Tutorial/Keynotes
SIRS'23 Speaker: Dr. S. R. Mahadeva Prasanna, Professor, Dept. of Electrical Engineering, Indian Institute of Technology Dharwad, Dharwad, India
Title of the Talk: Nonlinear Speech Processing by Deep Learning Biography: Dr. S. R. Mahadeva Prasanna is a Professor of Electronics and Communication Engineering at the Indian Institute of Technology, Dharwad. With a lineage deeply rooted in education, his profound enthusiasm for teaching is reflected in his pedagogy and remarkable student feedback. His pivotal contributions extend to the developmental strides of both IIT Guwahati and the establishment of IIT Dharwad. Driven by innovation, he introduced essential courses like speech processing, neural networks, deep learning, and more, tailored effectively to cater to students from diverse academic backgrounds. This pioneering approach has facilitated students in securing admissions to prestigious institutions nationally and internationally. Beyond academia, Dr. Prasanna's commitment to research and innovation is commendable. He spearheads research groups and actively fosters collaborations between academia and industry. Notably, he mentors faculty from various engineering colleges in teaching methodologies, research, and project proposal composition. His initiatives encompass a spectrum of activities, including faculty development programs, workshops, conferences, invited talks, and cultural events, enriching both the campus community and external institutions.

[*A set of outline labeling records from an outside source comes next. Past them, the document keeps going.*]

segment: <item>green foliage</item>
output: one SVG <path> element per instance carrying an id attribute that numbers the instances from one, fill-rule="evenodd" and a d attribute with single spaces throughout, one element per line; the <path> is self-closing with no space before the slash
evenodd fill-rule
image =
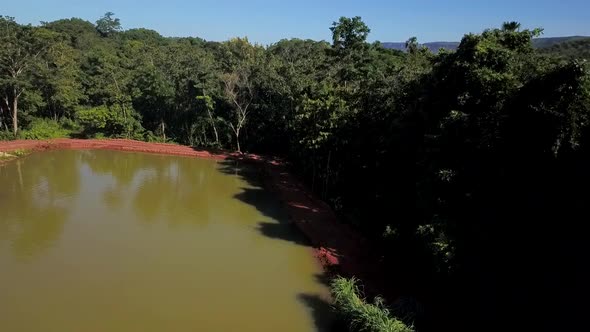
<path id="1" fill-rule="evenodd" d="M 96 31 L 103 37 L 108 37 L 121 30 L 121 21 L 113 16 L 115 16 L 115 13 L 107 12 L 96 21 Z"/>
<path id="2" fill-rule="evenodd" d="M 382 298 L 367 303 L 362 298 L 358 280 L 335 278 L 331 285 L 336 312 L 350 324 L 351 331 L 359 332 L 411 332 L 413 329 L 392 317 Z"/>
<path id="3" fill-rule="evenodd" d="M 538 314 L 543 302 L 521 294 L 575 294 L 552 271 L 586 258 L 584 233 L 568 230 L 589 214 L 587 40 L 535 50 L 541 29 L 506 22 L 433 54 L 415 38 L 408 52 L 367 43 L 360 17 L 331 31 L 332 44 L 263 47 L 122 31 L 112 13 L 96 25 L 0 17 L 0 139 L 24 125 L 30 138 L 71 132 L 285 157 L 379 248 L 382 279 L 431 306 L 423 320 L 440 330 L 477 330 L 473 321 L 500 312 L 533 324 L 523 308 Z M 348 287 L 340 307 L 362 324 L 389 324 L 379 303 L 352 296 L 354 282 L 339 286 Z"/>
<path id="4" fill-rule="evenodd" d="M 70 134 L 70 130 L 55 120 L 37 118 L 33 119 L 27 129 L 20 132 L 20 137 L 24 139 L 51 139 L 69 137 Z"/>

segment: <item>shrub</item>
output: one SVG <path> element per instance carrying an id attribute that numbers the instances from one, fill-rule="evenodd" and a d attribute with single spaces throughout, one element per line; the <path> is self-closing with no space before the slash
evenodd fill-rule
<path id="1" fill-rule="evenodd" d="M 69 137 L 70 131 L 63 128 L 57 121 L 50 119 L 36 118 L 29 124 L 29 127 L 20 132 L 24 139 L 50 139 Z"/>
<path id="2" fill-rule="evenodd" d="M 0 130 L 0 141 L 11 141 L 14 139 L 12 132 L 8 130 Z"/>
<path id="3" fill-rule="evenodd" d="M 143 127 L 132 109 L 127 116 L 115 108 L 97 106 L 81 108 L 76 111 L 76 118 L 84 127 L 87 137 L 125 137 L 142 139 Z"/>
<path id="4" fill-rule="evenodd" d="M 342 316 L 351 331 L 362 332 L 412 332 L 401 320 L 392 317 L 379 297 L 374 304 L 367 303 L 355 278 L 338 277 L 331 284 L 336 312 Z"/>

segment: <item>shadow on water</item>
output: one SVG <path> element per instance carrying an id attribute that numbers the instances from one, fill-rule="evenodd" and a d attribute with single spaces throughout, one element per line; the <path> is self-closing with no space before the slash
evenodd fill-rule
<path id="1" fill-rule="evenodd" d="M 241 160 L 225 160 L 219 163 L 219 170 L 225 174 L 238 176 L 248 186 L 234 197 L 255 207 L 264 216 L 273 221 L 261 221 L 257 225 L 260 234 L 275 240 L 287 241 L 297 245 L 311 247 L 309 240 L 290 222 L 289 215 L 280 200 L 269 190 L 264 189 L 262 174 L 256 165 Z M 316 274 L 315 281 L 326 287 L 330 277 L 326 273 Z M 315 328 L 321 332 L 344 331 L 341 322 L 335 319 L 329 299 L 319 294 L 299 293 L 297 301 L 303 304 L 313 319 Z"/>
<path id="2" fill-rule="evenodd" d="M 256 165 L 237 160 L 220 162 L 219 170 L 223 173 L 238 176 L 248 186 L 234 196 L 235 199 L 255 207 L 265 217 L 276 222 L 261 221 L 256 226 L 260 234 L 277 240 L 283 240 L 302 246 L 311 246 L 310 242 L 290 222 L 289 215 L 281 206 L 281 202 L 272 192 L 264 189 L 264 182 Z"/>

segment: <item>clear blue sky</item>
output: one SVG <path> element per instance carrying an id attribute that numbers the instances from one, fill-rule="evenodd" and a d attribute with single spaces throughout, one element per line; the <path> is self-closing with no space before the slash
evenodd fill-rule
<path id="1" fill-rule="evenodd" d="M 164 36 L 226 40 L 247 36 L 268 44 L 282 38 L 330 39 L 340 16 L 361 16 L 371 41 L 458 41 L 504 21 L 545 28 L 545 36 L 590 36 L 590 0 L 2 0 L 0 15 L 38 24 L 80 17 L 95 22 L 112 11 L 123 28 Z"/>

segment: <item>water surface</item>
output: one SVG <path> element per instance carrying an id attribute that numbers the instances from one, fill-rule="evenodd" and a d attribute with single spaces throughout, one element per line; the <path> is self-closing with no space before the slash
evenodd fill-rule
<path id="1" fill-rule="evenodd" d="M 0 330 L 320 329 L 321 269 L 251 173 L 115 151 L 0 166 Z"/>

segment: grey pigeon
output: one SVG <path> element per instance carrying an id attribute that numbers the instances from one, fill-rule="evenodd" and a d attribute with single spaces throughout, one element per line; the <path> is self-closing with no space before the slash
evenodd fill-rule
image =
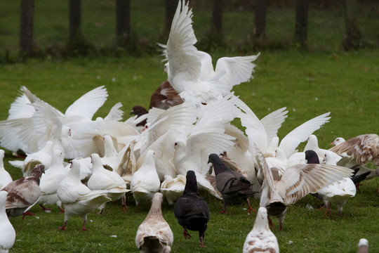
<path id="1" fill-rule="evenodd" d="M 187 181 L 183 195 L 175 204 L 174 214 L 178 223 L 184 228 L 185 238 L 191 238 L 187 229 L 199 231 L 200 246 L 206 247 L 204 245 L 204 240 L 207 228 L 206 223 L 209 221 L 209 207 L 199 193 L 194 171 L 187 171 Z"/>
<path id="2" fill-rule="evenodd" d="M 368 253 L 368 241 L 367 239 L 361 238 L 359 240 L 357 253 Z"/>
<path id="3" fill-rule="evenodd" d="M 2 190 L 8 192 L 6 202 L 6 214 L 8 216 L 15 217 L 22 215 L 34 215 L 33 213 L 24 212 L 27 208 L 34 204 L 41 195 L 39 181 L 45 167 L 36 164 L 32 173 L 9 183 Z"/>
<path id="4" fill-rule="evenodd" d="M 230 200 L 242 198 L 248 204 L 247 212 L 251 214 L 251 211 L 253 211 L 256 213 L 250 205 L 250 201 L 248 200 L 248 196 L 257 193 L 250 188 L 251 183 L 240 172 L 230 169 L 225 166 L 217 154 L 209 155 L 208 163 L 209 162 L 211 162 L 213 165 L 216 176 L 216 186 L 222 195 L 224 209 L 220 212 L 221 214 L 225 213 Z"/>

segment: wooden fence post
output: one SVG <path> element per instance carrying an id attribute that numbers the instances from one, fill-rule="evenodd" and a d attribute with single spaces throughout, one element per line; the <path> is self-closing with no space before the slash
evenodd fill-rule
<path id="1" fill-rule="evenodd" d="M 129 40 L 131 32 L 130 11 L 130 0 L 116 0 L 116 34 L 118 46 L 125 46 Z"/>
<path id="2" fill-rule="evenodd" d="M 33 20 L 34 0 L 21 0 L 20 20 L 20 50 L 29 54 L 33 49 Z"/>

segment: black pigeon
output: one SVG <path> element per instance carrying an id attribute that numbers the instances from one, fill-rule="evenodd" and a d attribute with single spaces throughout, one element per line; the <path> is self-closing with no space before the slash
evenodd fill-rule
<path id="1" fill-rule="evenodd" d="M 213 164 L 216 186 L 222 195 L 224 209 L 220 211 L 220 213 L 225 214 L 228 202 L 236 198 L 246 200 L 248 206 L 247 212 L 251 214 L 251 211 L 253 211 L 256 213 L 250 205 L 250 201 L 248 200 L 248 196 L 257 193 L 250 188 L 251 183 L 240 172 L 226 167 L 217 154 L 209 155 L 208 163 L 209 162 Z"/>
<path id="2" fill-rule="evenodd" d="M 206 223 L 209 221 L 209 207 L 199 194 L 196 175 L 193 171 L 187 171 L 187 181 L 183 195 L 175 204 L 174 214 L 178 223 L 184 228 L 185 238 L 191 238 L 187 229 L 199 231 L 200 246 L 206 247 L 204 245 L 204 232 L 207 228 Z"/>

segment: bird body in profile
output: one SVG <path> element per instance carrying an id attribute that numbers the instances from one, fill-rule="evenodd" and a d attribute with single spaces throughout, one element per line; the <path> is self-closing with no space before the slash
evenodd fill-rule
<path id="1" fill-rule="evenodd" d="M 13 181 L 9 172 L 4 168 L 4 150 L 0 150 L 0 190 Z"/>
<path id="2" fill-rule="evenodd" d="M 242 198 L 246 201 L 248 207 L 247 212 L 255 212 L 248 200 L 248 196 L 257 193 L 251 188 L 251 183 L 240 172 L 225 166 L 217 154 L 209 155 L 208 162 L 211 162 L 213 165 L 216 186 L 222 195 L 224 209 L 220 213 L 225 213 L 228 202 L 235 198 Z"/>
<path id="3" fill-rule="evenodd" d="M 306 157 L 308 151 L 305 151 Z M 259 150 L 255 153 L 259 169 L 265 175 L 260 206 L 265 207 L 269 215 L 279 218 L 280 229 L 282 229 L 287 207 L 308 193 L 316 193 L 322 187 L 352 174 L 352 169 L 343 167 L 307 164 L 288 167 L 279 176 L 277 168 L 268 167 L 263 154 Z M 318 160 L 317 154 L 314 154 Z"/>
<path id="4" fill-rule="evenodd" d="M 62 180 L 57 189 L 57 195 L 65 207 L 63 226 L 59 229 L 66 230 L 69 217 L 80 215 L 83 217 L 82 231 L 86 228 L 87 215 L 99 206 L 111 200 L 107 190 L 91 190 L 80 181 L 80 165 L 77 160 L 72 161 L 72 168 Z"/>
<path id="5" fill-rule="evenodd" d="M 278 240 L 270 230 L 267 211 L 263 207 L 259 207 L 254 226 L 244 244 L 243 253 L 253 252 L 279 252 Z"/>
<path id="6" fill-rule="evenodd" d="M 0 252 L 8 253 L 15 240 L 15 228 L 6 216 L 5 205 L 8 193 L 0 190 Z"/>
<path id="7" fill-rule="evenodd" d="M 2 190 L 8 192 L 6 209 L 8 216 L 34 215 L 25 212 L 36 202 L 41 195 L 39 181 L 44 171 L 43 164 L 36 164 L 29 176 L 9 183 Z"/>
<path id="8" fill-rule="evenodd" d="M 174 214 L 178 223 L 184 228 L 185 238 L 191 238 L 187 229 L 199 231 L 200 246 L 204 247 L 206 247 L 204 240 L 209 221 L 209 207 L 199 193 L 194 171 L 188 171 L 186 177 L 183 195 L 175 204 Z"/>
<path id="9" fill-rule="evenodd" d="M 357 253 L 368 253 L 368 241 L 367 239 L 359 239 L 359 242 L 358 242 L 358 252 Z"/>
<path id="10" fill-rule="evenodd" d="M 225 96 L 234 85 L 252 78 L 257 56 L 222 57 L 215 69 L 209 54 L 198 51 L 192 28 L 192 11 L 188 1 L 180 1 L 166 45 L 160 45 L 168 63 L 164 65 L 168 80 L 185 101 L 196 105 Z"/>
<path id="11" fill-rule="evenodd" d="M 169 253 L 173 242 L 173 233 L 162 216 L 163 195 L 156 193 L 147 216 L 138 227 L 135 246 L 140 252 Z"/>
<path id="12" fill-rule="evenodd" d="M 359 164 L 372 162 L 379 171 L 379 136 L 375 134 L 361 134 L 342 142 L 330 149 L 342 156 L 356 159 Z"/>

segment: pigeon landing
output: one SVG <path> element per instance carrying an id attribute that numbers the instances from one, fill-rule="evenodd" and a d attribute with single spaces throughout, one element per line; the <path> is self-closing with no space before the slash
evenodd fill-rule
<path id="1" fill-rule="evenodd" d="M 6 253 L 13 246 L 15 231 L 6 216 L 5 203 L 8 193 L 0 191 L 0 252 Z"/>
<path id="2" fill-rule="evenodd" d="M 209 221 L 209 208 L 206 202 L 199 194 L 194 171 L 190 170 L 187 172 L 183 195 L 175 204 L 174 214 L 178 223 L 184 228 L 185 238 L 191 238 L 187 229 L 199 231 L 200 246 L 206 247 L 204 245 L 204 240 L 207 228 L 206 223 Z"/>
<path id="3" fill-rule="evenodd" d="M 228 201 L 236 197 L 240 197 L 246 201 L 248 207 L 247 212 L 251 213 L 251 211 L 255 212 L 250 205 L 248 196 L 257 192 L 251 189 L 251 183 L 250 181 L 240 172 L 232 170 L 226 167 L 216 154 L 209 155 L 208 162 L 211 162 L 213 164 L 216 186 L 222 195 L 224 209 L 220 213 L 225 214 Z"/>

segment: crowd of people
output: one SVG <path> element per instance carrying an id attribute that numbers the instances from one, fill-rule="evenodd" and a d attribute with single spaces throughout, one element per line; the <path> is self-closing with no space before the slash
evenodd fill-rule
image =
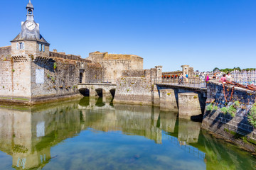
<path id="1" fill-rule="evenodd" d="M 217 76 L 216 73 L 215 73 L 211 78 L 210 78 L 209 74 L 207 74 L 205 77 L 205 81 L 206 83 L 206 86 L 207 86 L 207 84 L 208 83 L 210 79 L 219 79 L 220 82 L 221 82 L 222 84 L 225 84 L 227 81 L 231 81 L 232 77 L 230 72 L 228 72 L 227 74 L 224 74 L 223 76 L 220 79 Z"/>
<path id="2" fill-rule="evenodd" d="M 185 82 L 184 82 L 185 79 Z M 188 83 L 188 74 L 186 74 L 185 76 L 183 76 L 182 74 L 178 75 L 178 84 L 183 84 L 183 83 Z"/>

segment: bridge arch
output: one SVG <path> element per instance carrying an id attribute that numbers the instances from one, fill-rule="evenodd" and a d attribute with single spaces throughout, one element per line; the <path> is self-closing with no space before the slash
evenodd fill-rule
<path id="1" fill-rule="evenodd" d="M 90 96 L 90 90 L 87 88 L 80 89 L 79 92 L 84 96 Z"/>
<path id="2" fill-rule="evenodd" d="M 102 88 L 98 88 L 95 89 L 96 95 L 99 97 L 103 97 L 104 94 L 105 94 L 106 91 Z"/>
<path id="3" fill-rule="evenodd" d="M 112 89 L 110 90 L 110 92 L 113 98 L 114 97 L 115 91 L 116 91 L 116 89 Z"/>

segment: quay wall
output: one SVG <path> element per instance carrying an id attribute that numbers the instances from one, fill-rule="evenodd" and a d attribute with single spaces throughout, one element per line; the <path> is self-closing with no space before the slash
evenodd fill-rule
<path id="1" fill-rule="evenodd" d="M 222 84 L 213 81 L 208 84 L 202 128 L 255 152 L 256 130 L 249 123 L 248 114 L 255 103 L 255 92 L 228 86 L 225 87 L 226 101 L 223 91 Z"/>

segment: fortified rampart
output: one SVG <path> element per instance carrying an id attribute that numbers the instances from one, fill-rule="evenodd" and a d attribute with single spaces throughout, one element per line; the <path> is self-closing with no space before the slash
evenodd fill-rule
<path id="1" fill-rule="evenodd" d="M 210 81 L 202 128 L 255 152 L 256 130 L 248 121 L 248 114 L 255 96 L 254 91 L 231 86 L 223 90 L 222 84 Z"/>
<path id="2" fill-rule="evenodd" d="M 160 67 L 159 67 L 160 68 Z M 156 97 L 159 98 L 154 80 L 161 72 L 161 67 L 151 69 L 125 70 L 117 79 L 114 102 L 125 103 L 152 104 Z"/>
<path id="3" fill-rule="evenodd" d="M 103 79 L 106 81 L 120 77 L 123 70 L 143 69 L 143 58 L 137 55 L 95 52 L 87 59 L 102 65 Z"/>
<path id="4" fill-rule="evenodd" d="M 49 52 L 49 56 L 12 55 L 0 48 L 0 101 L 34 103 L 79 94 L 78 84 L 102 79 L 100 64 L 80 56 Z"/>

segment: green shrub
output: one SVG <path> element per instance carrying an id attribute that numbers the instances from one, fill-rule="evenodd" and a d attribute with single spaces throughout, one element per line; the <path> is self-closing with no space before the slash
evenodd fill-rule
<path id="1" fill-rule="evenodd" d="M 231 115 L 231 116 L 235 117 L 236 113 L 236 108 L 235 108 L 234 105 L 231 105 L 228 110 L 228 113 Z"/>
<path id="2" fill-rule="evenodd" d="M 252 108 L 250 110 L 247 118 L 248 118 L 249 123 L 254 127 L 256 127 L 256 106 L 255 106 L 255 104 L 253 105 Z"/>
<path id="3" fill-rule="evenodd" d="M 234 106 L 235 106 L 235 108 L 239 108 L 240 107 L 239 101 L 236 101 L 234 102 Z"/>
<path id="4" fill-rule="evenodd" d="M 207 111 L 212 111 L 213 110 L 213 104 L 210 103 L 208 106 L 206 106 L 206 110 Z"/>
<path id="5" fill-rule="evenodd" d="M 226 114 L 228 113 L 228 108 L 226 107 L 223 107 L 220 108 L 220 111 L 224 114 Z"/>
<path id="6" fill-rule="evenodd" d="M 56 63 L 56 62 L 55 62 L 55 63 L 53 64 L 53 69 L 57 69 L 57 63 Z"/>
<path id="7" fill-rule="evenodd" d="M 53 81 L 53 83 L 54 83 L 55 81 L 55 78 L 54 78 L 53 76 L 52 76 L 51 80 L 52 80 L 52 81 Z"/>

Abstract: Speech processing is the forefront application area of signal processing. Most developments in digital signal processing are directly applied to speech processing. Thus signal processing and speech processing went hand-in-hand for the last many decades. Before the advent of deep learning, the feature extraction by signal processing played a major role in deciding the performance of pattern recognition systems. For more than a decade now, deep learning provided alternative ways of development of speech technologies with much superior performance. The contributions may be viewed under two vertices, representation learning doing nonlinear signal processing for feature extraction and machine learning for modeling pattern information using much more data. This talk will present some of the interesting results of deep learning as nonlinear signal processing that has delivered speech technologies with human level performance.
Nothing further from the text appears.